F. Springer
écrivain et diplomate
Ce n'est que depuis une dizaine d'années que l'auteur néerlandais F. Springer est connu et reconnu aux Pays-Bas. En effet, dans une enquête de l'hebdomadaire Vrij Nederland du 27-12-1977, il s'avérait que F. Springer était un écrivain méconnu. Son oeuvre modeste, cinq ouvrages parus entre 1962 et 1977, a été découverte bien après leurs dates de parution. Mais les choses ont changé, public et critiques ont accueilli avec enthousiasme ses livres réédités depuis en ‘Salamander’, le livre de poche néerlandais. C'est surtout Bougainville (1981) qui a remporté un succès éclatant: ce roman a bénéficié de six rééditions en deux ans et il fut couronné en 1982 par le prix littéraire F. Bordewijk.
Aujourd'hui c'est aux Français de faire la connaissance de Bougainville dont la traduction vient de paraître, ainsi que de son auteur, dont nous esquissons ici la vie et l'oeuvre.

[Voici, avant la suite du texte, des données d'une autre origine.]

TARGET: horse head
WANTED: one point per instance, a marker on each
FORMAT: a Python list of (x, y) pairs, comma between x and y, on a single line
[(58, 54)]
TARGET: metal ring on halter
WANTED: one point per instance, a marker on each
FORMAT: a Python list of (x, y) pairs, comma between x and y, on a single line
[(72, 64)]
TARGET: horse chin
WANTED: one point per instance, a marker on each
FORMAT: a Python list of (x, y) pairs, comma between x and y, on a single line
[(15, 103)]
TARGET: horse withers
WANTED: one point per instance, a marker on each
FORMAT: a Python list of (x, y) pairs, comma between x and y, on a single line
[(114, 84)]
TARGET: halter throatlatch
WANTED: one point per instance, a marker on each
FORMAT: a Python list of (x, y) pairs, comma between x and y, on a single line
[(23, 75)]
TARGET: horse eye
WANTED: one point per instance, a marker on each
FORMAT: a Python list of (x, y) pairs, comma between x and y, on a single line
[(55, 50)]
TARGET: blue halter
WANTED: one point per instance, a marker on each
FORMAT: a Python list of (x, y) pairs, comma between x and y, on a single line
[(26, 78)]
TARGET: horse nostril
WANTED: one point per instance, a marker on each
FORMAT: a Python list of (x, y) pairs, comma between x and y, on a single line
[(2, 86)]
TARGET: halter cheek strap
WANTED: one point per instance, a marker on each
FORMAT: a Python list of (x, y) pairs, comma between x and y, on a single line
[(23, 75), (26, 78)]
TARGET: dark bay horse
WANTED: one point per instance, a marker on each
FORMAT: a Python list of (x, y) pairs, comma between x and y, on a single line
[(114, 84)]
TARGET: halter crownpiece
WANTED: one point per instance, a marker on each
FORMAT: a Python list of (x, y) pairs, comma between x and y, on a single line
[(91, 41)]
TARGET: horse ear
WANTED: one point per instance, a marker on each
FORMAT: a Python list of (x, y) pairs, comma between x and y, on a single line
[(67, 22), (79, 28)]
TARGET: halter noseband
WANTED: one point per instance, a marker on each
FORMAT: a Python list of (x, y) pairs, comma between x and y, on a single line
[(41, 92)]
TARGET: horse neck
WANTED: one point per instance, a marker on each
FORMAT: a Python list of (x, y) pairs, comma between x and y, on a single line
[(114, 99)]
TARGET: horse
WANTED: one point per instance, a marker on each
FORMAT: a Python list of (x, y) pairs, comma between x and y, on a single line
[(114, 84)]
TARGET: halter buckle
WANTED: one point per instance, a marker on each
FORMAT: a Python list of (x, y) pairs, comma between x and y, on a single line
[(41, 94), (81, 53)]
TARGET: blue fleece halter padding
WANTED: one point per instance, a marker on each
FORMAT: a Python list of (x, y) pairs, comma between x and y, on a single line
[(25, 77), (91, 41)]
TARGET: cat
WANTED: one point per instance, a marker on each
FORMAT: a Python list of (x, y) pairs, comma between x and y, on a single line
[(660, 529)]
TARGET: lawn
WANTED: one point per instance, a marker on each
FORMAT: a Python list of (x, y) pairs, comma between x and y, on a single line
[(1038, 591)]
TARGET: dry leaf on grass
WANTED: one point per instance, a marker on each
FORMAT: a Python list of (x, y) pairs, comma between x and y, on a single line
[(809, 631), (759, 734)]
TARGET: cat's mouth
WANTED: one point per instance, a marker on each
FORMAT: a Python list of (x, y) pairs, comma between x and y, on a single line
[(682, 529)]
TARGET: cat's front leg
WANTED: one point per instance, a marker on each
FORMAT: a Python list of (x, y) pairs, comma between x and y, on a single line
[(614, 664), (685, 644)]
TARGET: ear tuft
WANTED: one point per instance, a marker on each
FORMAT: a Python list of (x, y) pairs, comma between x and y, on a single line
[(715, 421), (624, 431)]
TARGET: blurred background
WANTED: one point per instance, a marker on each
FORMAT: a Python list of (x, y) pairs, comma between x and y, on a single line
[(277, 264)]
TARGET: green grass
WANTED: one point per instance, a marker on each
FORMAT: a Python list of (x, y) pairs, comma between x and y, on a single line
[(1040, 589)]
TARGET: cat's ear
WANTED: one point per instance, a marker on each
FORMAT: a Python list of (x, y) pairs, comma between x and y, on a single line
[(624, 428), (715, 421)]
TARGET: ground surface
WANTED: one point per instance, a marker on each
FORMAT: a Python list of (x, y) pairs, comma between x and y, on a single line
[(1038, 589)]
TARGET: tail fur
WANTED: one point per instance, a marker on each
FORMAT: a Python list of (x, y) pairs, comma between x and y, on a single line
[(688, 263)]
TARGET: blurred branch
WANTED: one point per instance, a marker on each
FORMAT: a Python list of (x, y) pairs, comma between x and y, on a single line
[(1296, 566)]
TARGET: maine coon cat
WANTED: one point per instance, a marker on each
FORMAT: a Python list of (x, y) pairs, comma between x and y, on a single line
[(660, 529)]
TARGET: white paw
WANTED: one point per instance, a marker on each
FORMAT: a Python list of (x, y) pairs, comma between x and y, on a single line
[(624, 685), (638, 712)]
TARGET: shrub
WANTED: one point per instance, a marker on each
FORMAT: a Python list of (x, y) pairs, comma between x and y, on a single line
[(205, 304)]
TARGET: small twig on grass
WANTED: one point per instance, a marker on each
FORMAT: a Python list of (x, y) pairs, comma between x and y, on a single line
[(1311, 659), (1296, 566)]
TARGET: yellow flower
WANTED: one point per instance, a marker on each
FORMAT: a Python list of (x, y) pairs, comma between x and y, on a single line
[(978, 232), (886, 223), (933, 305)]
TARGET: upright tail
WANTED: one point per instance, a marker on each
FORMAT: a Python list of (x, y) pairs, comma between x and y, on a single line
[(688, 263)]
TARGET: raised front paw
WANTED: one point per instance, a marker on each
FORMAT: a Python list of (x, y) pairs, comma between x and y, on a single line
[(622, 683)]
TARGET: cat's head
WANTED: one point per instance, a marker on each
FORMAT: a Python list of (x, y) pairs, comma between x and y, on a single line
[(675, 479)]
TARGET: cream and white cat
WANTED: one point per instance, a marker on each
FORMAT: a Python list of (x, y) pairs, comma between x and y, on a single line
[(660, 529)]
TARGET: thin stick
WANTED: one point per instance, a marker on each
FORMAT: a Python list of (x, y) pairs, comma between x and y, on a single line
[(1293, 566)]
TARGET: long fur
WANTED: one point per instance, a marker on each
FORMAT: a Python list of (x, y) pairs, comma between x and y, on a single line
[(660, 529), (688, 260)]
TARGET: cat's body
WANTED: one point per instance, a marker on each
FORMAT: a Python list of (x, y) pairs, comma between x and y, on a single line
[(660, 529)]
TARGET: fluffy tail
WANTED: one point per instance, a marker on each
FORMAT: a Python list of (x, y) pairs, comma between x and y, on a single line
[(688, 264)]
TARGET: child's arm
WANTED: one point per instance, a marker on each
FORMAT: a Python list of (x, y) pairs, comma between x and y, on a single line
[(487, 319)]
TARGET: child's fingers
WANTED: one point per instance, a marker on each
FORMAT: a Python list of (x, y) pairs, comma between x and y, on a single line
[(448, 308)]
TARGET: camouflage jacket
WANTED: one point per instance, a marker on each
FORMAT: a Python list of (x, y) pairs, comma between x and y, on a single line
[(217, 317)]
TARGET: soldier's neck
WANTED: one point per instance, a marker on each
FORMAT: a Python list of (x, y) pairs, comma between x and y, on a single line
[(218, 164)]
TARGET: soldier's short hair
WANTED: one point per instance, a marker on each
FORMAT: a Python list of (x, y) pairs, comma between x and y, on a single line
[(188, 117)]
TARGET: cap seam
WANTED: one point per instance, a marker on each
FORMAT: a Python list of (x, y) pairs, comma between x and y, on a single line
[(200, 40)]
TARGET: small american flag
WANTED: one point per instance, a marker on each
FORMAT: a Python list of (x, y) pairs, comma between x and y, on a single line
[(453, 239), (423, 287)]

F. Springer est le pseudonyme de Carel Jan Schneider, né en 1932 à Batavia dans les Indes néerlandaises (actuellement Jakarta en Indonésie). Jusqu'en 1945 la famille Schneider vit sur l'île de Java, à Batavia d'abord, puis Malang et enfin Bandoeng, où la mère et les trois fils sont internés dans un camp japonais, le père étant déporté en Birmanie. Ce sont les expériences vécues dans ce camp, mais aussi son enfance aux Indes, les souvenirs heureux du ‘Tempo Doeloe’, le bon vieux temps, qu'il évoquera dans les romans Tabee, New York (Salut, New York, 1974) et Bougainville (1981). Après la guerre, la famille Schneider est rapatriée aux Pays-Bas où Carel fréquente le Gymnasium (lycée classique) puis, sans grande conviction, fait des études de droit à Leyde. Plutôt que de songer à une carrière juridique, il préfère s'engager, en 1958, comme aspirantcontrôleur en Nouvelle-Guinée, où il passe quatre années à sillonner les territoires à peine explorés et à cette époque encore sous l'autorité coloniale néerlandaise. Durant cette période il écrit, sous le nom de plume F. Springer, Bericht uit Hollandia (Message de Hollandia, 1962), trois nouvelles qui, écrites à la première personne, relatent les expériences de contacts parfois difficiles avec la population autochtone et les autres Néerlandais vivant sur l'île. 1962 marque l'indépendance de la Nouvelle-Guinée et Schneider est obligé de rentrer au pays où il décide d'embrasser une carrière diplomatique. Le consulat de New York est en 1964 le premier de toute une série de postes qu'il
occupera aux quatre coins du monde. Dans Tabee, New York, écrit à Dacca en 1974, sont évoqués ses activités consulaires, bals, cocktails, aide aux Hollandais en détresse, ainsi que les souvenirs nostalgiques de son adolescence aux Indes. De New York Schneider est muté à Bangkok, où il écrit Schimmen rond de Parula (Ombres autour du Parula, 1966), et De gladde paal van macht (Le mât de Cocagne du pouvoir, 1969). Si les oeuvres précédentes contiennent d'évidents éléments autobiographiques et ont pour théâtre un endroit précis, celles-ci, bien qu'inspirées de ses expériences de diplomate, se déroulent dans un cadre fictif et racontent le conflit qui oppose les indigènes, avec leurs traditions ‘barbares’ et pratiques rituelles sanglantes, aux idées des pacificateurs.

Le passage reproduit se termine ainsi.